Thinking about visiting the cinema? Let me enrich your visit, but only if you were going to see the new, live-action Thunderbirds.

I can't be the only man who longs to find the woman to whom he can naturally say, "Yes, m'lady." And who came to be that way because of a voice. Did I hear it again as I walked where the new Lady Penelope Creighton-Ward would be driven up the long drive to her stately mansion? Did I imagine her vehicle taking her in regal fashion past me? Perhaps. I was walking up the drive at Cliveden on the Thames.  Sometime earlier the film company had been there.  It was odd perhaps that this last part of my visits to the Thames valley and its stately homes should take me to yet another mausoleum, as well. Cliveden has one overlooking the Thames from high above the river. And odd, too, that West Wycombe House, which I had seen the night before, should have been featured in a film not long before. Or, perhaps, that I was being lead to the picturesque.

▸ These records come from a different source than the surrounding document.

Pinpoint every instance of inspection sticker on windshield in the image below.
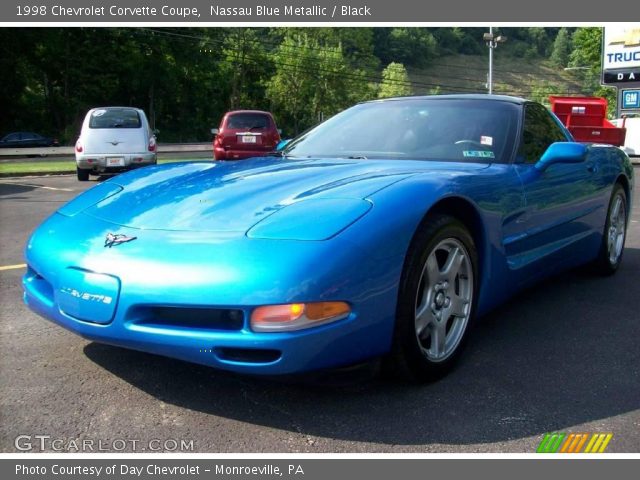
[462,150,496,158]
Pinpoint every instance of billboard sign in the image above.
[602,23,640,85]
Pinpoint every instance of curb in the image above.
[0,170,75,178]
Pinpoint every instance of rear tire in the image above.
[76,167,89,182]
[385,214,478,382]
[594,183,628,275]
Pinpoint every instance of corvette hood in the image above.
[83,158,486,232]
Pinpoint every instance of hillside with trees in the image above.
[0,27,610,144]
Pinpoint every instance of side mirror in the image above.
[535,142,587,172]
[276,138,291,152]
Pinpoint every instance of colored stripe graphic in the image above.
[536,432,613,453]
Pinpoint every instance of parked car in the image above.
[0,132,59,148]
[211,110,280,160]
[23,95,635,380]
[75,107,157,181]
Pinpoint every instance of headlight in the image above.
[251,302,351,332]
[247,198,372,240]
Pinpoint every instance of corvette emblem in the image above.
[104,233,138,248]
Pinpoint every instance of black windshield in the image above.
[284,97,519,163]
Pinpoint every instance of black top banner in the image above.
[0,0,640,25]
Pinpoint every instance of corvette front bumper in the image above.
[23,215,399,375]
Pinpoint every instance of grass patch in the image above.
[0,158,200,176]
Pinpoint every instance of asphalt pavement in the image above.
[0,169,640,453]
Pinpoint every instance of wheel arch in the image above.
[414,196,490,298]
[615,173,632,221]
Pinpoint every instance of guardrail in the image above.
[0,142,212,157]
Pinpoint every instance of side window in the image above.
[518,104,567,163]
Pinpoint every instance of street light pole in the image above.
[482,27,507,95]
[489,27,494,95]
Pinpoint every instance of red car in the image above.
[211,110,280,160]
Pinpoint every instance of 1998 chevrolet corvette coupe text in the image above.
[23,95,634,380]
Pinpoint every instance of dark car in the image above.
[0,132,59,148]
[212,110,280,160]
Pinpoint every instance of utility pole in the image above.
[482,27,507,95]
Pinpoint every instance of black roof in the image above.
[365,93,530,105]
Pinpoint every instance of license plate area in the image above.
[107,157,124,167]
[240,135,258,143]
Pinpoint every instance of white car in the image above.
[75,107,157,182]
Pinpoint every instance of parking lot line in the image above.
[0,182,73,192]
[0,263,27,271]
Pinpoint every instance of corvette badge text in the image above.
[60,287,113,305]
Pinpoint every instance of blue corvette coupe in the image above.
[23,95,634,380]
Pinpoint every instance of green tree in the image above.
[378,62,411,98]
[569,27,618,116]
[266,31,371,134]
[550,27,571,67]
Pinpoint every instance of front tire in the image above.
[76,167,89,182]
[595,183,627,275]
[388,215,478,381]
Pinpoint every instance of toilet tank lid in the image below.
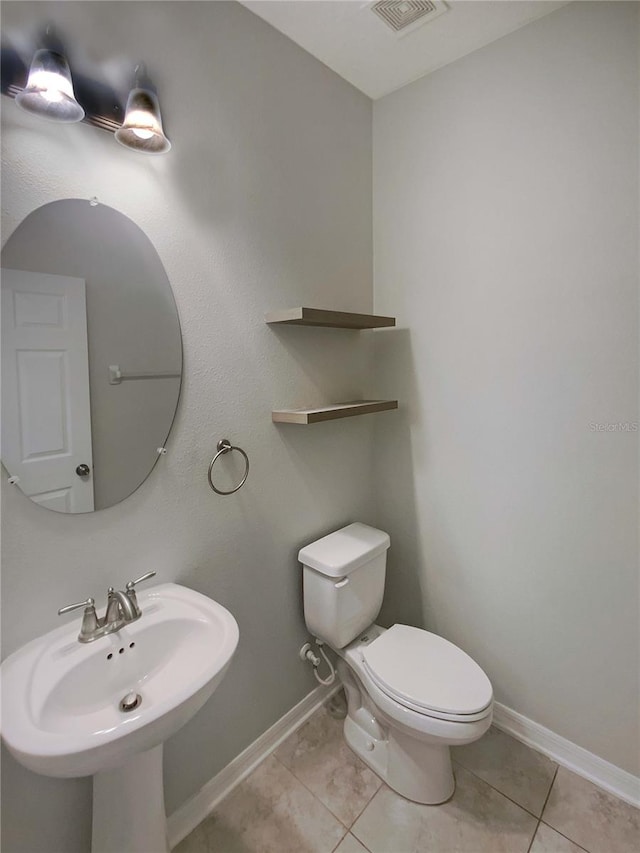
[298,522,391,578]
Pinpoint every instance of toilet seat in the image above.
[360,625,493,722]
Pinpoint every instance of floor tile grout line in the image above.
[455,761,558,821]
[527,764,560,853]
[540,764,560,820]
[527,818,542,853]
[331,831,371,853]
[536,818,590,853]
[271,705,384,832]
[271,752,350,832]
[349,765,384,832]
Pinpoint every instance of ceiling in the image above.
[240,0,567,99]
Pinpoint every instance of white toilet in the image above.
[298,523,493,805]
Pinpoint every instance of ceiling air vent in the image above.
[370,0,447,36]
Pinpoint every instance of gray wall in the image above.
[2,199,182,509]
[2,2,372,853]
[374,3,640,773]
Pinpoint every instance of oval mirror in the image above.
[1,199,182,512]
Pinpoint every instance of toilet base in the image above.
[344,717,456,806]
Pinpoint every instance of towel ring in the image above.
[207,438,249,495]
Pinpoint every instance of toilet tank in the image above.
[298,523,391,649]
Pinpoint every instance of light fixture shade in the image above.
[16,49,84,124]
[116,87,171,154]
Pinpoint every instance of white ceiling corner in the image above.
[240,0,568,99]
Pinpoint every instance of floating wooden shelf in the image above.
[271,400,398,424]
[265,308,396,329]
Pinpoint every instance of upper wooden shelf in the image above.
[265,308,396,329]
[271,400,398,424]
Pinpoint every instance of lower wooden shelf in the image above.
[271,400,398,425]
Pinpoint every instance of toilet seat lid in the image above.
[362,625,493,715]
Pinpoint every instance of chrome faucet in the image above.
[58,572,155,643]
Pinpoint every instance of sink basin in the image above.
[0,583,238,776]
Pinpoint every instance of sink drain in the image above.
[120,690,142,714]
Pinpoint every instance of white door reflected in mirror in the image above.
[2,199,182,513]
[2,269,94,512]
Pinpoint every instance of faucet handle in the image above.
[126,572,156,592]
[58,598,95,616]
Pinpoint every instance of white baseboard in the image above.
[167,681,342,849]
[493,702,640,808]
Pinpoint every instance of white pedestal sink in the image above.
[0,583,238,853]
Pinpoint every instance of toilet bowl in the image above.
[299,524,493,805]
[336,625,493,805]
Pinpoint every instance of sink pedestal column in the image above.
[91,744,170,853]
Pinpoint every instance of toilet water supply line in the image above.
[300,637,336,687]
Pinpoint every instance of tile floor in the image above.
[174,708,640,853]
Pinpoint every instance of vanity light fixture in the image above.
[115,86,171,154]
[15,48,84,124]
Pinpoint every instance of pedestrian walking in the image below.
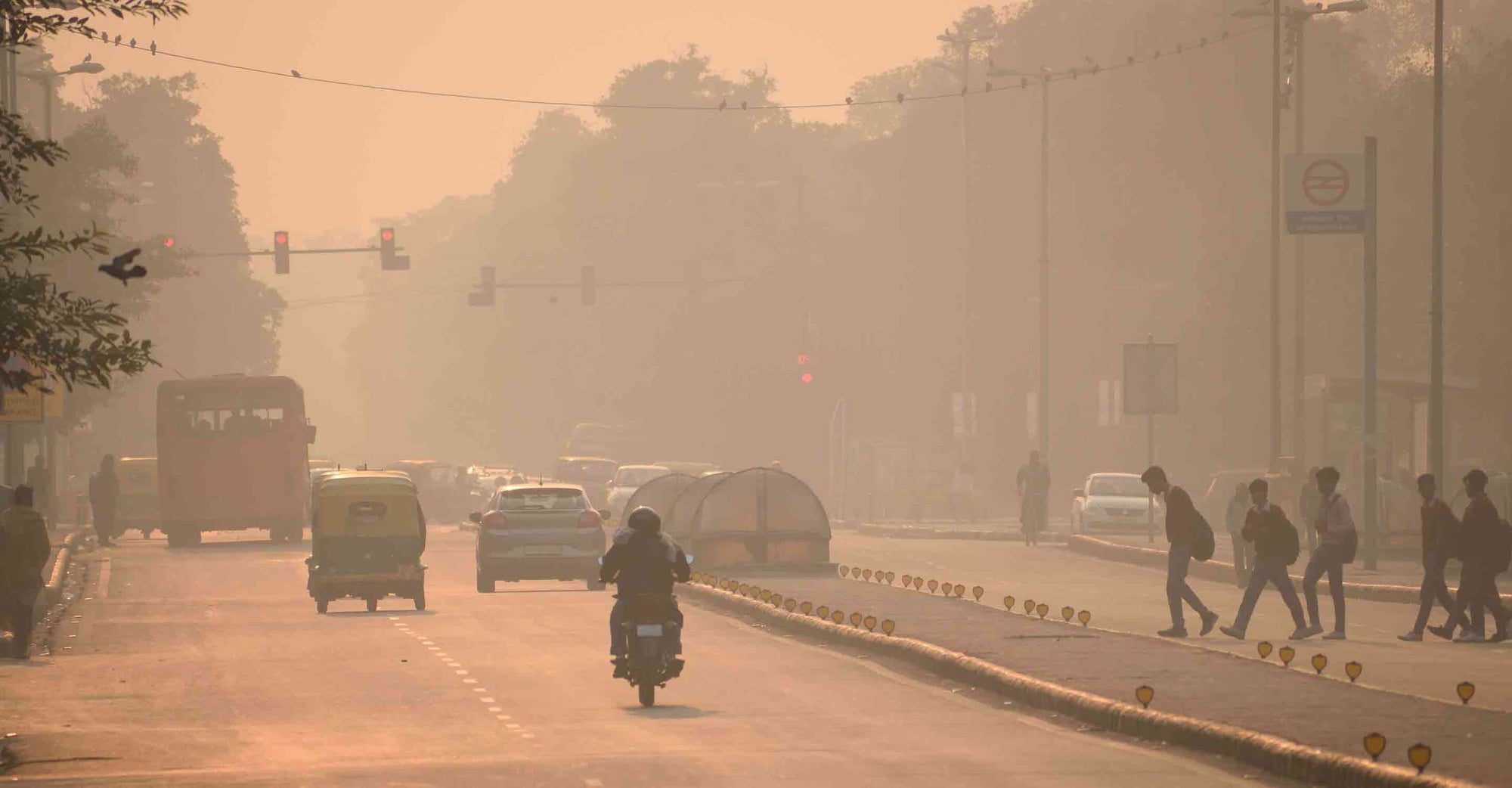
[1223,482,1255,588]
[1397,473,1464,643]
[1429,467,1512,643]
[0,484,53,659]
[1219,479,1308,640]
[1297,466,1323,557]
[1302,466,1359,640]
[89,454,121,546]
[1140,466,1219,638]
[1018,451,1049,544]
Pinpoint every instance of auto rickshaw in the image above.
[115,457,159,538]
[304,470,425,613]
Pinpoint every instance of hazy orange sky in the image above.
[53,0,974,242]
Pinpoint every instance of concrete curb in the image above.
[686,584,1476,788]
[1066,534,1512,605]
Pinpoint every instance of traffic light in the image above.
[467,265,497,307]
[582,265,596,307]
[274,230,289,274]
[378,227,410,271]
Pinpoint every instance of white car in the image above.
[609,466,671,523]
[1070,473,1164,534]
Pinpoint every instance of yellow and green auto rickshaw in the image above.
[115,457,159,538]
[304,470,425,613]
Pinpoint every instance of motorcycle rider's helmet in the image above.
[624,507,661,534]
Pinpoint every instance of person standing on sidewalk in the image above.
[1397,473,1459,643]
[1297,466,1323,557]
[89,454,121,548]
[1140,466,1219,638]
[1302,466,1359,640]
[1429,467,1512,643]
[1019,451,1049,544]
[1223,481,1255,588]
[0,484,53,659]
[1219,479,1308,640]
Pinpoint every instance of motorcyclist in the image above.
[599,507,692,679]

Let us go forward thirty-five or fifty years. Lady Penelope will be born in 2039, and be a mature woman by the time she is the elegant possessor of Creighton Manor (or Creighton-Ward Mansion, or Creighton Mansion - information seems to become corrupt as it is passed back to us through time), standing on the outskirts of Foxleyheath in Kent. The house will be intently private so that when it was represented on TV in a series of time-travelling docu-dramas (also called Thunderbirds), the model used was Stourhead, near Stourton in Wiltshire. Like Cliveden today, Stourhead is a National Trust property. If its restaurant is as good as that at Cliveden, where we shaded ourselves from the hot sun, then it is very good indeed.

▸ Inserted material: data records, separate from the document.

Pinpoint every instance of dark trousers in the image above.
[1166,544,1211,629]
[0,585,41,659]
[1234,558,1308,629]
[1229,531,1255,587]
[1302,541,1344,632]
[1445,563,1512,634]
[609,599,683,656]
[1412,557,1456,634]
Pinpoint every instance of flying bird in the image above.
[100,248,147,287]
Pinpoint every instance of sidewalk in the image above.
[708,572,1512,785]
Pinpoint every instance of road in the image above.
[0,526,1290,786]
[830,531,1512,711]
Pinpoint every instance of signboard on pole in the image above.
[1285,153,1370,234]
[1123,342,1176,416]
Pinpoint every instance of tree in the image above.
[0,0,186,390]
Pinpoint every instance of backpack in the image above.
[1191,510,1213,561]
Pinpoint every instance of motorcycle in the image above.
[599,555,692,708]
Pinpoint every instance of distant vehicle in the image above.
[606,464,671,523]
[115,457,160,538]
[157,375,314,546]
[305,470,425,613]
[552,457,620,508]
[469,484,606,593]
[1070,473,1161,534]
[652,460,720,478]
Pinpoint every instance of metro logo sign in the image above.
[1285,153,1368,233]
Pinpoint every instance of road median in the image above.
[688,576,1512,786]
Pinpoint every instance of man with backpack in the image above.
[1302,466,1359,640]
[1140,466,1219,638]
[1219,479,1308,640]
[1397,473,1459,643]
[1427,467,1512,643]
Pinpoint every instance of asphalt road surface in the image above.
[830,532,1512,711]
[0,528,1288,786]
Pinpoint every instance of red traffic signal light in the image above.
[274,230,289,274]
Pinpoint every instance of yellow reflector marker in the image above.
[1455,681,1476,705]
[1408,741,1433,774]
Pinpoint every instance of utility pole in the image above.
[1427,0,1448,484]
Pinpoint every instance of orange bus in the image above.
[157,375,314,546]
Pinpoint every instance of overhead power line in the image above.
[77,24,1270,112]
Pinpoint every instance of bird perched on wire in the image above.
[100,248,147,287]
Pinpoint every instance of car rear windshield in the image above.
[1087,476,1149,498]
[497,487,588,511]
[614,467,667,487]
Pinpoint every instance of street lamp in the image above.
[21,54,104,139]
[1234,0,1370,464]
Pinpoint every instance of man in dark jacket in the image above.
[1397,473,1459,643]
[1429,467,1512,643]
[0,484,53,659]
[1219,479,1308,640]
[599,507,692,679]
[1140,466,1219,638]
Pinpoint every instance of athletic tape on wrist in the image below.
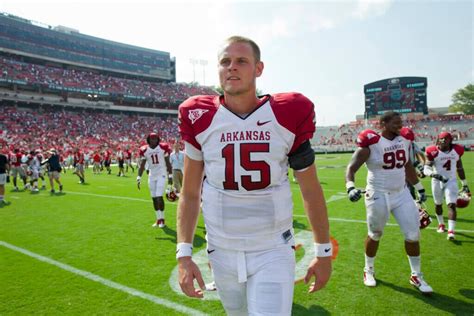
[176,242,193,259]
[413,182,425,191]
[314,242,332,257]
[346,181,355,189]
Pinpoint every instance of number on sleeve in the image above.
[222,143,271,191]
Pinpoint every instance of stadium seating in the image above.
[0,57,217,108]
[312,115,474,152]
[0,104,178,154]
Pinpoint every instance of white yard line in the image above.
[0,240,206,315]
[64,191,177,204]
[293,214,474,233]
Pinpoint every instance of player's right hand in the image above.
[431,173,449,183]
[178,257,206,298]
[347,187,362,202]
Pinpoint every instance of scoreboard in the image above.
[364,77,428,117]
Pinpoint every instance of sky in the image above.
[0,0,474,126]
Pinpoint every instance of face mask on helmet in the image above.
[416,202,431,229]
[456,192,471,208]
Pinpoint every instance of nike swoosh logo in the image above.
[257,120,272,126]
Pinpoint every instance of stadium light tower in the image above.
[199,59,207,86]
[189,58,199,82]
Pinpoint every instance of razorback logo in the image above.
[188,109,209,124]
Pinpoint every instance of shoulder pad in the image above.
[159,142,171,155]
[140,145,148,157]
[425,145,439,161]
[357,129,380,147]
[453,144,464,157]
[270,92,316,153]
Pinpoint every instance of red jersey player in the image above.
[424,132,470,240]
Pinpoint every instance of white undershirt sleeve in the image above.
[184,142,203,161]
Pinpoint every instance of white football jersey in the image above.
[357,130,411,192]
[426,144,464,180]
[140,143,171,180]
[179,93,315,250]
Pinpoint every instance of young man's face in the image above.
[383,116,403,135]
[218,42,263,95]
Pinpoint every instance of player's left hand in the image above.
[462,185,471,193]
[178,257,206,298]
[418,189,428,203]
[304,257,332,293]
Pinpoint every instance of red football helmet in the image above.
[416,202,431,229]
[436,132,453,145]
[146,133,160,145]
[456,191,471,208]
[166,185,178,202]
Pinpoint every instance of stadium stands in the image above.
[0,104,178,154]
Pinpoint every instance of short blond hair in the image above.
[224,35,260,62]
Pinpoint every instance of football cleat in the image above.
[436,224,446,233]
[416,201,431,229]
[410,272,433,294]
[456,191,471,208]
[446,230,456,240]
[166,185,178,202]
[364,269,377,287]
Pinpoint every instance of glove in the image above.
[431,173,449,183]
[416,163,425,178]
[418,189,427,203]
[347,187,362,202]
[462,184,471,193]
[137,176,142,190]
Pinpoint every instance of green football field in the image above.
[0,152,474,315]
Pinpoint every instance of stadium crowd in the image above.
[0,57,217,103]
[0,105,178,158]
[313,115,474,150]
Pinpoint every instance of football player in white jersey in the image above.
[176,36,332,315]
[137,133,171,228]
[424,132,470,240]
[346,112,433,293]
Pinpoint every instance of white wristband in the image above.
[413,182,424,191]
[176,242,193,259]
[314,242,332,257]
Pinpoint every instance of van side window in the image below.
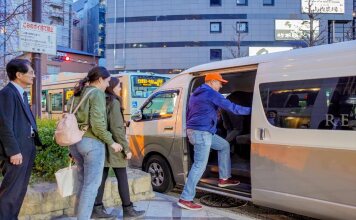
[260,76,356,130]
[142,91,179,120]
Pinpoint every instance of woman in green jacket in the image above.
[92,78,145,219]
[69,67,122,220]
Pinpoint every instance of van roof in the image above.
[179,40,356,75]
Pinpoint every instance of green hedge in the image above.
[32,119,69,181]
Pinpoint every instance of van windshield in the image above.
[131,75,169,98]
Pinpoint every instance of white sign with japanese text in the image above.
[275,20,319,40]
[19,21,57,55]
[301,0,345,14]
[248,47,293,56]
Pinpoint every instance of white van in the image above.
[129,41,356,219]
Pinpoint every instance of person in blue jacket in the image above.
[178,72,251,210]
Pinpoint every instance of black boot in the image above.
[91,205,116,219]
[122,203,145,219]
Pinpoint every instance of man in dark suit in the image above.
[0,59,40,220]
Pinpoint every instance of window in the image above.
[50,93,63,111]
[236,21,248,33]
[263,0,274,6]
[142,91,179,120]
[210,49,222,61]
[260,76,356,130]
[329,21,354,43]
[47,65,61,75]
[210,0,221,6]
[236,0,248,5]
[210,22,221,33]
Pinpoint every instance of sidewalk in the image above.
[56,193,255,220]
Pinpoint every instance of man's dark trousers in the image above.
[0,83,40,220]
[0,141,36,220]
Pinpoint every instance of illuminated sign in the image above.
[134,76,165,87]
[66,90,74,100]
[19,21,57,55]
[248,47,293,56]
[275,20,319,40]
[301,0,345,14]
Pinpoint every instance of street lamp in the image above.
[93,42,99,66]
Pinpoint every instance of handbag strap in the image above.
[69,89,95,114]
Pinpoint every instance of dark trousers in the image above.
[95,167,131,207]
[0,139,36,220]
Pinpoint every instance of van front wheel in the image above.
[145,155,173,193]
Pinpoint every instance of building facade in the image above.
[106,0,355,73]
[73,0,106,57]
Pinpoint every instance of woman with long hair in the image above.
[68,67,122,220]
[92,78,145,219]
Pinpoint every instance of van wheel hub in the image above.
[148,163,164,186]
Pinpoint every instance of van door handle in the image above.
[258,128,266,140]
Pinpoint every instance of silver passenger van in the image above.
[129,41,356,219]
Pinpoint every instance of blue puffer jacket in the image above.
[187,84,251,134]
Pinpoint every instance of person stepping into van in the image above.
[177,72,251,210]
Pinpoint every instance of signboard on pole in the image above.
[275,20,319,40]
[248,47,293,56]
[19,21,57,55]
[301,0,345,14]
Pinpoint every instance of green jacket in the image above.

It is Cliveden, though, that stands in for Creighton Manor in the new film, and the pink Rolls-Royce will drift down that long drive. Imagine me walking where it seems to glide, should you go to the cinema.

We were hungry when we arrived, hence our making for the restaurant. Not only had we walked around the Royal tomb and grounds of Frogmore, and shopped in the Royal farm shop at Windsor, but we had walked from the Cliveden car park up the long drive - behind us the great fountain playing over nymphs, ahead the house with its white stone and Italianate flat lines. The restaurant, in what must have been an orangery, stands at the side of the house. Thus, when we left, we walked on and around the front of the house - gazing inside at the function rooms (the house itself is run as a hotel) from the terrace on the front.

Before the house a long parterre stretches - it seems - as far as the eye can see. The reason it seems to stretch so far we discovered is that at the end of another long walk the grounds drop away steeply over the Thames, the drop mostly being hidden in trees. And away in the distance, it seemed that an almost mythical England - unspoilt, green, dotted with villages - stretched away towards the Chiltern Hills.

We looked back to the house - built and re-built over the years. Now in its white colours it seemed some Marchesa's palace transferred from Italy. It has not had so innocent a history, of course - bought in the nineteenth century by the publishing magnates, the Astor family, in the nineteen-thirties it was here that one of the family brought together the British leadership happy to appease Hitler and his gang. The visitors were nicknamed The Cliveden Set. And it was here thirty years after that, that a new generation of British leaders would meet to play. It was here that Christine Keeler and Mandy Rice-Davies were introduced to John Profumo, to begin the plunge into Britain's moral decline so recently condemned by The Dear Leader. We looked for the swimming pool where Miss Keeler was said to have first been seen by Mr Profumo - seen more than somewhat, as she is said to have been skinny dipping - but it must lie somewhere in the courtyard at the heart of the building, which we could not reach.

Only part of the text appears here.